Virtual Machine Introspection in Malware Analysis
What is Virtual Machine Introspection?
The word "introspection" generally refers to the observation and examination of one's own mental and emotional state. It is considered as the act of looking at oneself. However, the introspection of virtual machines is the art of monitoring virtual machines' activities from the hypervisor and accessing them without being inside. No agent is installed on the virtual machine; everything is done from the outside.
Why Virtual Machine Introspection?
One of the main reasons for using introspection in malware detection is that malwares using advanced techniques such as Rootkits are not detected using traditional automated malware-detection systems. The other reason is the advanced features that this technology provides, which allows the user to have a deep insight into each action happening in the virtual machine.

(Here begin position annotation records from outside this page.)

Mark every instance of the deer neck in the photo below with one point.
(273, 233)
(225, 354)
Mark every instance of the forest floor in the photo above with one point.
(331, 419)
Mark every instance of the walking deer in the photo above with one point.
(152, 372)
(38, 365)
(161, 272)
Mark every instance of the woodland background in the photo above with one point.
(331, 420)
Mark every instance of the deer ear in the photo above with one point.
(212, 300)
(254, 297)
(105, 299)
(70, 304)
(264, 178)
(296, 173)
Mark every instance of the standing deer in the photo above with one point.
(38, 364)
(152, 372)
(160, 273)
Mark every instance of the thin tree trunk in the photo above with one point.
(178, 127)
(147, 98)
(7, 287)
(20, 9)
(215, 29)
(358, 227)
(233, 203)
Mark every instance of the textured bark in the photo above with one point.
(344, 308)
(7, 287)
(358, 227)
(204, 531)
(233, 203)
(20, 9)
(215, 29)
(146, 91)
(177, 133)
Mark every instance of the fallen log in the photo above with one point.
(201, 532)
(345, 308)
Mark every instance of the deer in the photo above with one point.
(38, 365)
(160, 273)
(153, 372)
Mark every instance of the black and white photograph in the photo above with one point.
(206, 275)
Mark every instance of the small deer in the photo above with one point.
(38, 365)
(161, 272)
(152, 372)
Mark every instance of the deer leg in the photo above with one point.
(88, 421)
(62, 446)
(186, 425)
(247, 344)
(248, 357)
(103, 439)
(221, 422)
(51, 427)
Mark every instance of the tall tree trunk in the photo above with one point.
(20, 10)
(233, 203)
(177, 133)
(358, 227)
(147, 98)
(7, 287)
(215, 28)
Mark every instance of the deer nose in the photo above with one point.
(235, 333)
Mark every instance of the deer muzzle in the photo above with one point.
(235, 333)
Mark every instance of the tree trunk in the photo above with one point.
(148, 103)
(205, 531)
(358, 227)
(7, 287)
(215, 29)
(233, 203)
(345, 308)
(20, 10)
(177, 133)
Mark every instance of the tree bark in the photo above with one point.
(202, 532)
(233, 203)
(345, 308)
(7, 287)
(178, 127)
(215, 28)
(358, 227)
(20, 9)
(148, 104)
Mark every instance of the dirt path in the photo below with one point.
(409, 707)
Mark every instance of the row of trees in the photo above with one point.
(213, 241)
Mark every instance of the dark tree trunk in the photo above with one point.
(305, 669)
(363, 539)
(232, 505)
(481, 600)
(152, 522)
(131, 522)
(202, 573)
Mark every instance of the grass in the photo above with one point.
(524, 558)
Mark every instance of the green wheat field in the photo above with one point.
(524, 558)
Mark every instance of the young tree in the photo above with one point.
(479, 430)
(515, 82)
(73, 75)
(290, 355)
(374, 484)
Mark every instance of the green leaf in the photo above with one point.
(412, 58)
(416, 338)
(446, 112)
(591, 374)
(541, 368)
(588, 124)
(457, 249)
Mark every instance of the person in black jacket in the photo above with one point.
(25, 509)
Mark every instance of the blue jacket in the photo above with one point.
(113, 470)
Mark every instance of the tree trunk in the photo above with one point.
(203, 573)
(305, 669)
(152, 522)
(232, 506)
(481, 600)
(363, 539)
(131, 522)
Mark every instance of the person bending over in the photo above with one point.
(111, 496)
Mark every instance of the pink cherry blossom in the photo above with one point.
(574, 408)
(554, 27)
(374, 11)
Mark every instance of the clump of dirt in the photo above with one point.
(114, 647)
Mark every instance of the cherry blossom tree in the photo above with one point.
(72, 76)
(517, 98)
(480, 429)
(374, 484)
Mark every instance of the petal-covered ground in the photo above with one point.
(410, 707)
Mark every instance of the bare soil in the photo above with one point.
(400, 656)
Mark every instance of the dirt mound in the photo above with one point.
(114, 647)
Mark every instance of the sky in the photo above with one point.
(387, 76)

Become a certified reverse engineer!
Thanks to introspection technology, there is no need to be part of the malware environment to analyze it: the behavior of the processes to be monitored will be realized outside the virtual machine, from the hypervisor. In addition to that, malwares that use debugger detection techniques will not detect any debugger, because the introspection system only interacts with the virtual machine's memory and in no way will attach to the processes launched on the machine. Similarly, it is possible to mislead a malware employing sandbox detection techniques.
As a result, it can't be denied that the application of introspection to malware analysis is much better than traditional automated-analysis technologies.
Let's discuss some aspects of virtual machine introspection.
Architecture of Introspection
Types of Hypervisors
We generally consider two types of hypervisors:
- Native hypervisor: Also known as Type-1 hypervisor or "Bare Metal." This type of hypervisor works directly on the hardware of the machine to control and manage virtual machines. Examples of Type-1 hypervisors include Xen and KVM.
- Hosted hypervisor: Also known as Type-2 hypervisor or "Hosted." This type of hypervisor runs inside another operating system. Examples of Type-2 hypervisors include VMware and VirtualBox.
Fig1: Example of a native and hosted hypervisor
The following figure illustrates how introspection works on a type-1 hypervisor. The introspection tools installed on the hypervisor make it possible to monitor and control everything that happens on the virtual machine (system activity, network, application and so forth).
Fig2. Introspection in native hypervisor
Memory Mapping
In general, there are two levels of memory: virtual memory and physical memory of the physical machine. But there are three levels of memory when we talk about hypervisors: virtual memory and physical memory of the virtual machine, and physical memory of the host machine. The virtual memory of the host machine is abstracted in this case.
Keep in mind that hypervisors only allocate memory to the virtual machine. By default, hypervisors have no knowledge of what is happening in the virtual memory of the virtual machine. To get that information, additional tools have to be installed. Below is a simplified example of memory-sharing with the virtual machine.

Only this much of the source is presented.